1979 Honda CM400A Hondamatic - PROJECT JOURNAL

Yup, we found another one up in the hills and drug it home.  So now I am learning all about the Honda CM400 models. 

This A model means it is a hondamatic, which has a 2-speed clutchless tranny using a torque converter. It’s simi-automatic because a foot control is used to select the 1st, neutral, and 2nd selections.

We got it home, without the promised title and side panels, and found the motor to be frozen up for some reason - not looking good.  So I removed the left engine cover to expose the rotor, and found that water had entered the chamber and caused a lot of corrosion.  Stuck a hose into where the wires come out, replaced the side cover and filled it with vinegar.  After a couple of days, off with the cover and on with the WD-40.  Good news; the engine broke loose and turned over, and after a struggle, the flywheel bolt did come off so that a puller could be used to get the flywheel off.

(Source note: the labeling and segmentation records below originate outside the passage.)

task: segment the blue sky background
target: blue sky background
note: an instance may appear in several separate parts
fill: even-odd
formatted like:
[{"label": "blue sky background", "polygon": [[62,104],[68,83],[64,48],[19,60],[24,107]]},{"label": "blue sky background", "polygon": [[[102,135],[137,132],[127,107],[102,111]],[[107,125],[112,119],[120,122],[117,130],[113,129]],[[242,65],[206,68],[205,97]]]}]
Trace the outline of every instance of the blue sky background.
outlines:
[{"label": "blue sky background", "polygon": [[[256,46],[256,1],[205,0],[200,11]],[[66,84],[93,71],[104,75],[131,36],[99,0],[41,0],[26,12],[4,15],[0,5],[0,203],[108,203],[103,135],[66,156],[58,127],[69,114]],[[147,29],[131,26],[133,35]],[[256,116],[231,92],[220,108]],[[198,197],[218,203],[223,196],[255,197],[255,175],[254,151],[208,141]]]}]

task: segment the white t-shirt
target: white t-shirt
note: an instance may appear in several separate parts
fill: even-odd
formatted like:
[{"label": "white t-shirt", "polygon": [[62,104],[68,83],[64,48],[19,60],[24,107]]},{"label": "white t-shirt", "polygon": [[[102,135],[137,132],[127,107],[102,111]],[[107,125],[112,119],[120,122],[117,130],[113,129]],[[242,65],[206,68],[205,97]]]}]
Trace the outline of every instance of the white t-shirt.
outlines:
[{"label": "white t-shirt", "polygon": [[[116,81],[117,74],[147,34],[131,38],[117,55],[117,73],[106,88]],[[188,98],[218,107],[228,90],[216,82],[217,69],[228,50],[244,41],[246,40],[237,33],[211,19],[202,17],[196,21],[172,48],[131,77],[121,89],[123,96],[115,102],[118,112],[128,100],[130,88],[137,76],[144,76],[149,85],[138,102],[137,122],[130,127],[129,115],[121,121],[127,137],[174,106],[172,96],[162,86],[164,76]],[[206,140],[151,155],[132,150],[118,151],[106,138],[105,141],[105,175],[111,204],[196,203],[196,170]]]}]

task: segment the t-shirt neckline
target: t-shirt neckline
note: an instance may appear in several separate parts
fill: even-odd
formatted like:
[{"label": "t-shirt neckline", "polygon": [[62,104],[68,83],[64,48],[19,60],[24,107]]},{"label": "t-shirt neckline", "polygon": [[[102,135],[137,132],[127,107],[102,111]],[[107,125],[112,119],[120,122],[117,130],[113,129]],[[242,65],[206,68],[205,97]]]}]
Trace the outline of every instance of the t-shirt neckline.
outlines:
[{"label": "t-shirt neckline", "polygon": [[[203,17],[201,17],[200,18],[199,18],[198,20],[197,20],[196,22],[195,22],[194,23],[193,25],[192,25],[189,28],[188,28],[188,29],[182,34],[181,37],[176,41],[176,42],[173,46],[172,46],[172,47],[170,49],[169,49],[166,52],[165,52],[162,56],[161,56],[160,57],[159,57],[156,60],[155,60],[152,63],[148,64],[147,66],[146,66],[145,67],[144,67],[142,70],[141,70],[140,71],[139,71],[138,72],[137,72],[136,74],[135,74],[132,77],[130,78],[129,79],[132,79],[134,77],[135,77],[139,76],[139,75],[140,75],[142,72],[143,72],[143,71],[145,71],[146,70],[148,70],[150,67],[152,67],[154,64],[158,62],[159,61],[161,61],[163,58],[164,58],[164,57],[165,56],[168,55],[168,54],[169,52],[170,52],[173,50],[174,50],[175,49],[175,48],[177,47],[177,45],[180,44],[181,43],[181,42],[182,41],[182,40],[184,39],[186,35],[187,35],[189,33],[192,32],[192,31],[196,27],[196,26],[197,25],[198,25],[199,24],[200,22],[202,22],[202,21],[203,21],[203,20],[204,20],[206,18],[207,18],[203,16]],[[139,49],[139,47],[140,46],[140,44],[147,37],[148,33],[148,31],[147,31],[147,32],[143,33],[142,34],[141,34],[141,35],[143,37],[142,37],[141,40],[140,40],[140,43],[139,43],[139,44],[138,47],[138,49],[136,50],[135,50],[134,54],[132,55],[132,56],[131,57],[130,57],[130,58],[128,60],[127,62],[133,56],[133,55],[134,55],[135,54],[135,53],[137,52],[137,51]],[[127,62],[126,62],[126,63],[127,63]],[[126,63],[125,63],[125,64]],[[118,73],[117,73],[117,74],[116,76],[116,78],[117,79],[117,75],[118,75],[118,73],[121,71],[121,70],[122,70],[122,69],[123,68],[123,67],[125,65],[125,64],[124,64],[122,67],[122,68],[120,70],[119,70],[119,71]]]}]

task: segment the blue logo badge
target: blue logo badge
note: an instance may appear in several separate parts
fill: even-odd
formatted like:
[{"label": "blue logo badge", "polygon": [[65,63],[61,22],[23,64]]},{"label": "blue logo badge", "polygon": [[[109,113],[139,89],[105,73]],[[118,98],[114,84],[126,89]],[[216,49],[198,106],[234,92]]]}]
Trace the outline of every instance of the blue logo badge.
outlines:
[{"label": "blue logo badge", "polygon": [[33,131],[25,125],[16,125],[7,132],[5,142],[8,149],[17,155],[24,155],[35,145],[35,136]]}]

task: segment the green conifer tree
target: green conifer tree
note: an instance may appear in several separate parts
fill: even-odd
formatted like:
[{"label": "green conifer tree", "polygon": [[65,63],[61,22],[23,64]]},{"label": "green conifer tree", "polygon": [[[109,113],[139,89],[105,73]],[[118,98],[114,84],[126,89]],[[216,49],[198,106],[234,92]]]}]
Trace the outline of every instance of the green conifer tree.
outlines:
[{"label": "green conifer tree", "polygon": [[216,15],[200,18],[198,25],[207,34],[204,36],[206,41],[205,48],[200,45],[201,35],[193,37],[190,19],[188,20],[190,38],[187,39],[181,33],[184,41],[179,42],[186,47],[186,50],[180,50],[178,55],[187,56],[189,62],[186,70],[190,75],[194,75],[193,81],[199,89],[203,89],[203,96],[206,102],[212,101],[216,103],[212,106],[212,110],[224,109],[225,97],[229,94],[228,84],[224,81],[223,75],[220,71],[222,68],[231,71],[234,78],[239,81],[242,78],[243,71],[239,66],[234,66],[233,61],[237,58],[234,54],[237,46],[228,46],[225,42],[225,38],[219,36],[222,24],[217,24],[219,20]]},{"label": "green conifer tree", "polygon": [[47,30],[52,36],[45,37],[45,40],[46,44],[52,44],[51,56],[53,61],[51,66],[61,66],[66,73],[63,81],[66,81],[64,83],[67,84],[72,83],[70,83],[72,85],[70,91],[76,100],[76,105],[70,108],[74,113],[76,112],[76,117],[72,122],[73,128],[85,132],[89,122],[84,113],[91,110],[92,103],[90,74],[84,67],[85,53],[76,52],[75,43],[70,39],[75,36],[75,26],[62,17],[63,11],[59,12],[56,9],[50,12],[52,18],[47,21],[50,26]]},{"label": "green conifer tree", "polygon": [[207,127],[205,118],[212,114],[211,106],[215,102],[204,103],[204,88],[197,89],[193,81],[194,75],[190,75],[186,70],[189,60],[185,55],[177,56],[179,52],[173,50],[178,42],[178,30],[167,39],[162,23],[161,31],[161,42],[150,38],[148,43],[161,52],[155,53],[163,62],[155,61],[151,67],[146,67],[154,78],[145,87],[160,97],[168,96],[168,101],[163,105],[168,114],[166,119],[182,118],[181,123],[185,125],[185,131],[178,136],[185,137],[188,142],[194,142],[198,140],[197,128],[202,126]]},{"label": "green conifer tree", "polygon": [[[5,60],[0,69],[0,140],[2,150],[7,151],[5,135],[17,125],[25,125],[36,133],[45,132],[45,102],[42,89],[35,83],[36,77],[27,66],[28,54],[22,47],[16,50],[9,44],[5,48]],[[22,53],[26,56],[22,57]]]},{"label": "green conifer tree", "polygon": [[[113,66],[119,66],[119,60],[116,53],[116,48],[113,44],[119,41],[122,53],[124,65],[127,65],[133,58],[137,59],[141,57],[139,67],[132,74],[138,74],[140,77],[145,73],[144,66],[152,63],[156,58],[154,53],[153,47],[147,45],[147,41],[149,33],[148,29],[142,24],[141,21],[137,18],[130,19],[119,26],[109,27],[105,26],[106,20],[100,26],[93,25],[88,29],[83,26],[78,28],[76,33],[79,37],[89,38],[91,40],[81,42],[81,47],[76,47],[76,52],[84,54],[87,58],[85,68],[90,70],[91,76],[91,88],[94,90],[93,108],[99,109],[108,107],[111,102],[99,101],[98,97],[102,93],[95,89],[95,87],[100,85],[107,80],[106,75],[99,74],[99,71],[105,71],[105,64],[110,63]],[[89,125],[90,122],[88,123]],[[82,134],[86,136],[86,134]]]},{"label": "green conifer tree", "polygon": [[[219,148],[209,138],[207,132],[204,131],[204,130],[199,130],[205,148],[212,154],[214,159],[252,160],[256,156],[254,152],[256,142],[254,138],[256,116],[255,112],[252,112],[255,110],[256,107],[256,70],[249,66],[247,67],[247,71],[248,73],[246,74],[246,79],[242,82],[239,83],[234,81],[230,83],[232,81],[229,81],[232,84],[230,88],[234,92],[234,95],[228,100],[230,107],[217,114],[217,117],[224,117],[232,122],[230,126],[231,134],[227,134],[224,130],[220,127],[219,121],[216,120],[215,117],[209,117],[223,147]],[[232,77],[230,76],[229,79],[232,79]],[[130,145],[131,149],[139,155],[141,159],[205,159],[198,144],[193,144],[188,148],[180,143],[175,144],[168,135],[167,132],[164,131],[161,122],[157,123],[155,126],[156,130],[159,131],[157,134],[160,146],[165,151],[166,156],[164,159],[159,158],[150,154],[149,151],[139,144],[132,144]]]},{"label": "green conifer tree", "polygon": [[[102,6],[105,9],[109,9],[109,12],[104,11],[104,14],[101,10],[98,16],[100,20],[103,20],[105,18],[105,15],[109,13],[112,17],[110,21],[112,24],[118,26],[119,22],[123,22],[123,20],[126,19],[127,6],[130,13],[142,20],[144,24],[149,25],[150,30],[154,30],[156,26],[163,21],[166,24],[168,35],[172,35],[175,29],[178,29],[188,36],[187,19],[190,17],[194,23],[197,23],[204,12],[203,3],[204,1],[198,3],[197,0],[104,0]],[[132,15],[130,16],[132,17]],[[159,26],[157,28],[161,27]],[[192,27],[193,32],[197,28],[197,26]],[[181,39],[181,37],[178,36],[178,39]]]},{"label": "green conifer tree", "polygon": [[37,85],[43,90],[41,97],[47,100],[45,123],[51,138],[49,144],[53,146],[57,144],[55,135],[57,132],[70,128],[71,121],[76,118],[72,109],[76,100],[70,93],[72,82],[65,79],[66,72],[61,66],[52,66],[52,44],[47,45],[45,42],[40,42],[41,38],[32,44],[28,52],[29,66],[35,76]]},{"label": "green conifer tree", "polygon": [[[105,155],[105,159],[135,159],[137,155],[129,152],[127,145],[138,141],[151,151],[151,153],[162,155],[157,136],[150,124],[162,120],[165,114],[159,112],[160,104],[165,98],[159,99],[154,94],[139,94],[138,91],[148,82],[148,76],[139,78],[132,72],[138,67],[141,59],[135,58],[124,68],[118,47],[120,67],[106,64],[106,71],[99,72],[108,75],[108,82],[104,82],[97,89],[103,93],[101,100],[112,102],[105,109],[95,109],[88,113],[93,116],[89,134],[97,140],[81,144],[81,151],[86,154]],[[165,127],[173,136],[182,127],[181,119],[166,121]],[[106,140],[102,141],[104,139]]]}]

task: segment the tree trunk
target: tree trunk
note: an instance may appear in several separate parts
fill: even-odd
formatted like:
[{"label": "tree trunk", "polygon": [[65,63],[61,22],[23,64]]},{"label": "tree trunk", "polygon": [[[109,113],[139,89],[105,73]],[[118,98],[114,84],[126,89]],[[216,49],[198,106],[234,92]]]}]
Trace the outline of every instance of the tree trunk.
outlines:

The bad news; there the stator was, fairly clean but damaged beyond working.  So stator fried, but  there seems to be good compression, and it’s not a blown piston or something like that seizing the engine. So, at this point I’m not convinced this is a good project, it will get some more evaluation.

However, if it goes forward, this journal will keep track of the challenges involved with restoring this very cool and unusual bike - Lord willing and Time permitting. 

This is what a new CM400A looked like in its snazzy Candy Maroon paint and ‘laser’ striping, ComStar wheels, and lots of chrome!  Beast weighs in at 393 pounds dry!


Hey - sometimes things work out! 

The parts bike described below was combined with a nice survivor bike with 6400 miles - and a TITLE! -  found on CraigsList to make one all-original collector bike.  Both bikes were manufactured in December of 1978 and have vin numbers differing by only 117 digits.   Since this is such an odd-ball bike I plan to just keep and enjoy - it someday may become a hot collector item but I don’t really care.  It is a keeper!

July 2, 2013 - found in the field where it sat for 10+ years.

You can "restore" it many times, but it is original only once!